Our good friends at Small Wars Journal have provided another forum for discussion of David Price’s article on plagiarism and Field Manual 3-24, aka the Counterinsurgency Field Manual. Lt. Col. John Nagl, one of the manual’s authors, has published a piece at SWJ directly responding to Price. Here is a quote (but inquiring Minds should read the whole thing):
The writing team had a lot of ground to cover. Counterinsurgency has been well described as “the graduate level of war”; success in counterinsurgency campaigns requires extraordinary political acumen, a real feel for the nature of the society in which the war is being waged, and an understanding of the political economy in the country and its neighbors, among dozens of other demanding requirements. Hence the need for a field manual writing team that could, and did, draw upon the best scholarship available. Remarkably, the team turned a draft of the manual in just two months—a process that often takes years. The draft manual was vetted at a conference Petraeus hosted at Fort Leavenworth in February 2006 that included journalists, human rights organizations, and military officers; at its conclusion, James Fallows of the Atlantic Monthly commented that he had never seen a more open exchange of ideas in any institution, and that the nation would be the better for more such exchanges…

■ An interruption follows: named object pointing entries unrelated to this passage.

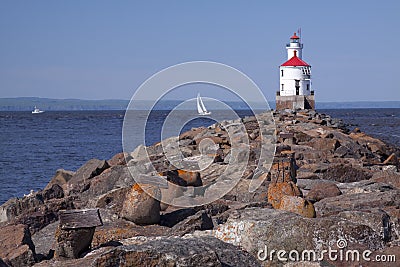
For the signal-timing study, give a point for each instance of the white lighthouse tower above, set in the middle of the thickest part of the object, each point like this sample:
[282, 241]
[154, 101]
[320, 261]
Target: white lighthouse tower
[295, 79]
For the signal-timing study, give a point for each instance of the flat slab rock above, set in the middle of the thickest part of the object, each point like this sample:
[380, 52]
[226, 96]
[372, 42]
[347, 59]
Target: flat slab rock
[166, 251]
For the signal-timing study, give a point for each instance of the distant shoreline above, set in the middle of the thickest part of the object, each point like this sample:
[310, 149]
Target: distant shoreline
[49, 104]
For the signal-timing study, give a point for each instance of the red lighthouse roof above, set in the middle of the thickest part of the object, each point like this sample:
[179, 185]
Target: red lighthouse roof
[295, 36]
[295, 61]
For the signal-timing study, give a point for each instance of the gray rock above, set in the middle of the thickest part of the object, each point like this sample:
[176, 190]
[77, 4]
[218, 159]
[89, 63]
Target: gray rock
[255, 228]
[174, 251]
[198, 222]
[80, 180]
[61, 178]
[44, 241]
[71, 243]
[16, 247]
[357, 202]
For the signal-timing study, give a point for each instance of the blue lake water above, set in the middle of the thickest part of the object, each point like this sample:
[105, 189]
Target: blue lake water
[33, 147]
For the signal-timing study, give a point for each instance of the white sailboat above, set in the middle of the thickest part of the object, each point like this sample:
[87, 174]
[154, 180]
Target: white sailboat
[37, 111]
[201, 109]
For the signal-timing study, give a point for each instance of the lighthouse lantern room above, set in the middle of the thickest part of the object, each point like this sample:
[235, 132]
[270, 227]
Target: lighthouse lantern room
[295, 90]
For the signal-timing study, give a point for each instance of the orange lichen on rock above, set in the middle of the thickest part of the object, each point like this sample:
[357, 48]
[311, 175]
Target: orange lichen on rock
[277, 190]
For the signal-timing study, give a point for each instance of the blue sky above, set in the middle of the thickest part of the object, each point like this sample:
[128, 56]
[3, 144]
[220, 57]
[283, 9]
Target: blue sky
[106, 49]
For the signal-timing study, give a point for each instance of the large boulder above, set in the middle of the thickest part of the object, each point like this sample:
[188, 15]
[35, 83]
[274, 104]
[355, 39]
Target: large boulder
[71, 243]
[141, 206]
[256, 228]
[16, 247]
[175, 251]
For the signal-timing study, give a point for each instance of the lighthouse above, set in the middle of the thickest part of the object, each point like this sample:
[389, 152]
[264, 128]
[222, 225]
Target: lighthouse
[295, 90]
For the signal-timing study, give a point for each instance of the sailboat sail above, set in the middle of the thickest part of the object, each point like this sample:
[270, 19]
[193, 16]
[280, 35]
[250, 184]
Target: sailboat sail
[201, 109]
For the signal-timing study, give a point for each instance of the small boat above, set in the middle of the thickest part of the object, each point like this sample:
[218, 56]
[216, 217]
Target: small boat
[201, 109]
[37, 111]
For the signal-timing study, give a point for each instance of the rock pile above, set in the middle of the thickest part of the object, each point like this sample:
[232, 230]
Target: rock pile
[325, 184]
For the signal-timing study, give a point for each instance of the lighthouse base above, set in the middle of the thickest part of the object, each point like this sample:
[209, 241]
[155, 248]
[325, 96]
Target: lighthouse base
[295, 102]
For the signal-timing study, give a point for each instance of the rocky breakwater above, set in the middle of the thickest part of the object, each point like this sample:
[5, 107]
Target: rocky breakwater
[325, 184]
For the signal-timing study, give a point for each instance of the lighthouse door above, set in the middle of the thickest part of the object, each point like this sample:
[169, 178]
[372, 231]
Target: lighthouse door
[297, 86]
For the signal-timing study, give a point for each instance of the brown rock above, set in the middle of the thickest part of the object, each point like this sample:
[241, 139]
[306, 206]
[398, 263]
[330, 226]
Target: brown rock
[119, 159]
[392, 178]
[323, 190]
[392, 160]
[324, 144]
[277, 190]
[169, 194]
[113, 200]
[61, 178]
[183, 178]
[55, 191]
[16, 247]
[140, 207]
[71, 243]
[297, 205]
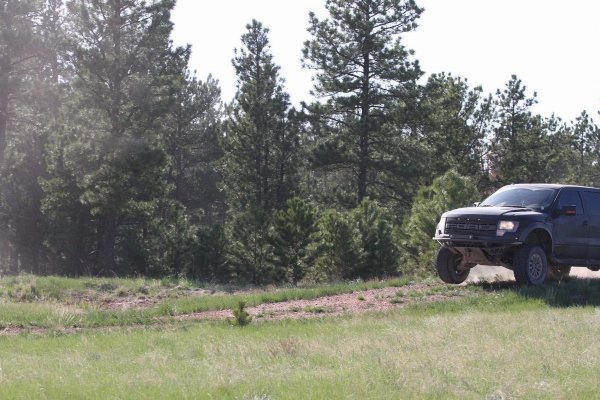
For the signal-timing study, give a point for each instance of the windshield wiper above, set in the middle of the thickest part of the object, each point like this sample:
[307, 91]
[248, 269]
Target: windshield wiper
[523, 207]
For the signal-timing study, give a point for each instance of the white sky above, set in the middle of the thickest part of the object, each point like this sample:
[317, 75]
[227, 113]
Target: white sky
[552, 45]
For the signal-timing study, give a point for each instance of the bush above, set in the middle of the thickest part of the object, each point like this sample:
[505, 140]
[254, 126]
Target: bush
[291, 235]
[339, 248]
[241, 316]
[209, 261]
[447, 192]
[249, 251]
[380, 251]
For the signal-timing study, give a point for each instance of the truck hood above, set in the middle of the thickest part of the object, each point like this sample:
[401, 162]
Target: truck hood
[475, 212]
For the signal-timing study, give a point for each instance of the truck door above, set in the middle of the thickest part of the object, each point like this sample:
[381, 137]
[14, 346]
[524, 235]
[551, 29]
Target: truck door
[592, 204]
[570, 232]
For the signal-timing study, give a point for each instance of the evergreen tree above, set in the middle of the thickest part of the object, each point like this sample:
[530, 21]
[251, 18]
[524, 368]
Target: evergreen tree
[363, 70]
[111, 157]
[339, 247]
[292, 236]
[192, 144]
[376, 228]
[456, 120]
[261, 140]
[260, 153]
[520, 148]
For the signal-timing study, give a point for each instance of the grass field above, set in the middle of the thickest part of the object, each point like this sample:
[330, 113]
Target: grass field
[502, 342]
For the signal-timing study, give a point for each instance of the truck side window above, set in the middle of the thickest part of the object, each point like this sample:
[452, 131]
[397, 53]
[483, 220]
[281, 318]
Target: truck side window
[592, 201]
[570, 198]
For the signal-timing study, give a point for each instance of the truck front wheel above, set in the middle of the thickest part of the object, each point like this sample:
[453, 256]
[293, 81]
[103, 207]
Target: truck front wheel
[530, 265]
[447, 266]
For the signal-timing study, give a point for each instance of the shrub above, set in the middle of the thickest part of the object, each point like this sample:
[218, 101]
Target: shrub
[241, 316]
[339, 247]
[376, 228]
[291, 235]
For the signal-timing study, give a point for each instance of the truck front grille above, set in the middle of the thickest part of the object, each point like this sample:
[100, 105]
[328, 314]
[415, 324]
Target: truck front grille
[470, 226]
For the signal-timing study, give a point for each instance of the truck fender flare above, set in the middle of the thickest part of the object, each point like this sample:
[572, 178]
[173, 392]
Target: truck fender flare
[536, 226]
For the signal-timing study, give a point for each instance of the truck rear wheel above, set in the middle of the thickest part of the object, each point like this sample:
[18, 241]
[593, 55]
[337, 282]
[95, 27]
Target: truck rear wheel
[530, 265]
[447, 266]
[559, 272]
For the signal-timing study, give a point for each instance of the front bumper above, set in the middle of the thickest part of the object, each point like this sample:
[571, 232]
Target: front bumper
[457, 240]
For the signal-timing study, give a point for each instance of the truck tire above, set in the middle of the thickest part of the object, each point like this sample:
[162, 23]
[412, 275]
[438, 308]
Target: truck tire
[559, 272]
[447, 262]
[530, 265]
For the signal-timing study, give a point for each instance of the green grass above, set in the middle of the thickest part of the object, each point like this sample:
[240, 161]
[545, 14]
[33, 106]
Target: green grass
[502, 343]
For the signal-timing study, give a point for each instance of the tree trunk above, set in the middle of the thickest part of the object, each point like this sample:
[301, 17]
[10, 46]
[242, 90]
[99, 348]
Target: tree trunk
[106, 246]
[3, 120]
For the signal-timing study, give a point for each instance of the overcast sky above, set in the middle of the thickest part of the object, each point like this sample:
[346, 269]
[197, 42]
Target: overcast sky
[552, 45]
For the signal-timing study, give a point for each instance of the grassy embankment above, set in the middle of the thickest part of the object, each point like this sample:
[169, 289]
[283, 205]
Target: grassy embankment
[504, 342]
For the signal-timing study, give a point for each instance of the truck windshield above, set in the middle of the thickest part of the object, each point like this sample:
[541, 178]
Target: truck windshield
[535, 198]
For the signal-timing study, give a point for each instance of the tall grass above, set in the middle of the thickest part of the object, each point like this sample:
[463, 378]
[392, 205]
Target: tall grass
[502, 346]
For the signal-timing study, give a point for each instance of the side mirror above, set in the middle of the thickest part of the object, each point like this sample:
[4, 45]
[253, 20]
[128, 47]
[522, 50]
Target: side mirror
[569, 211]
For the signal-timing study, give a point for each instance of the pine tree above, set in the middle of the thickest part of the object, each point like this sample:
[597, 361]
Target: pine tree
[111, 157]
[520, 148]
[261, 141]
[364, 71]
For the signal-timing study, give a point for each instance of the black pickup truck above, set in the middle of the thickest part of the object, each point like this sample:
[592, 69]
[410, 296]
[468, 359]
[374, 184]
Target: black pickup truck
[537, 230]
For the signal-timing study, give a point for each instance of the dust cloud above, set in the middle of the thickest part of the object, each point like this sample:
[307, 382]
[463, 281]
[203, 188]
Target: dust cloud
[484, 273]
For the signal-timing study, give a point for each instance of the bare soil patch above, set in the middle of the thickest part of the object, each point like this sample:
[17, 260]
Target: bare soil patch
[373, 300]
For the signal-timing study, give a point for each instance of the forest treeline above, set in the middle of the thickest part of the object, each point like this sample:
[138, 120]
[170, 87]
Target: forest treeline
[117, 160]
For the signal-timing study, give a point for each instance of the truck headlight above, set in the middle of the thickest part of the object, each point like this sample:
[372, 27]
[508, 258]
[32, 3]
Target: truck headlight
[507, 227]
[439, 230]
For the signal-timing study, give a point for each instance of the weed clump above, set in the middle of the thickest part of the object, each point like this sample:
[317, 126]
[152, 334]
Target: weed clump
[241, 316]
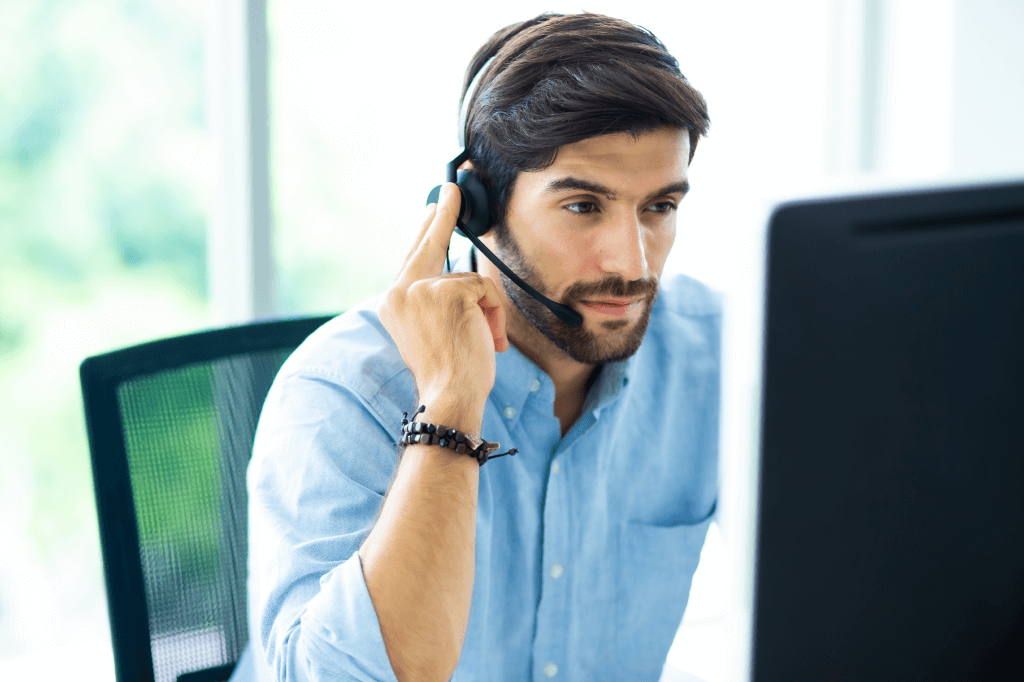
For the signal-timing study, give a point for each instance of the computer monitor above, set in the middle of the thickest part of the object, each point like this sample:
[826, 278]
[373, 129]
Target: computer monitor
[890, 542]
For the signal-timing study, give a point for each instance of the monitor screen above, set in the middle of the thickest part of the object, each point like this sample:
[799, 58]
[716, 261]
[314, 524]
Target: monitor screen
[890, 541]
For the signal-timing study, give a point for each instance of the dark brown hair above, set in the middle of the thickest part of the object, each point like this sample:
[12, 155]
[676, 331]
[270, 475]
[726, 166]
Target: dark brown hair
[558, 79]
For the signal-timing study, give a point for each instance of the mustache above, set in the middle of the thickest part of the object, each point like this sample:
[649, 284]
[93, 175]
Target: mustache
[612, 288]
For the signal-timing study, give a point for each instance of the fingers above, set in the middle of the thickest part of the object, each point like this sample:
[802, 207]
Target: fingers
[494, 310]
[427, 257]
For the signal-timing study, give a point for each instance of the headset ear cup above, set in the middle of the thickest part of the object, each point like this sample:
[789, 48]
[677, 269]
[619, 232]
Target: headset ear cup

Critical to those successes has been a better understanding of the peoples of Iraq, an understanding that is a direct result of the influence of some of the people who contributed to the Field Manual. In particular, Dr. David Kilcullen, who recently served as General Petraeus’ counterinsurgency adviser, played a key role in building bridges with the Sunni tribes who have recently turned against Al Qaeda in Iraq. Dr. Montgomery McFate, who also contributed to the manual, is working to further the use of anthropological knowledge in our counterinsurgency campaigns in both Iraq and Afghanistan to save more lives and build better societies.
Nagl argues that plagiarism is an inappropriate accusation because the genre conventions of the manual are different than those of an academic treatise, echoing discussion in CKelty’s post here at SM. Both Harper’s and Danger Room have picked up on Nagl’s response. Additionally, SWJ has published a response by US Army spokesman Tom McCuin. The Harper’s article looks at the comments at SWJ, and highlights one by Lt. Col. Gian Gentile:
Agree that the Price piece is strident and very angry in tone . . . [However] I am looking for an explanation for the reason so many passages from the manual were pulled directly from other sources (as the Price piece demonstrates) but were not set off in quotations in the manual. I mean heck on page 1–4 of the manual the publishers did find it in their means to use quotation marks to quote directly from TE Lawrence; So why not these other passages?
While we could think of the charge of plagiarism as simply a ‘gotcha’ tactic, we might also think of it in terms of a larger attempt to assess the quality of the social science being offered to, conducted for, and used by the US Army in Iraq and Afghanistan. Nagl suggests that Kilcullen, McFate, and other military social scientists offer “broader and deeper understanding of other societies.” Listening to McFate on the radio and reading her comments in newspapers, looking at the writing and production of the FM 3-24, and reading the blog of Marcus Griffin, we are offered only bits and pieces of what comprises this ‘broader and deeper understanding.’ I personally was thinking of Shweder’s comment about Emily Post, as well as McFate’s comments about ‘man-boy love,’ after reading Nagl’s evocation of deeper understanding.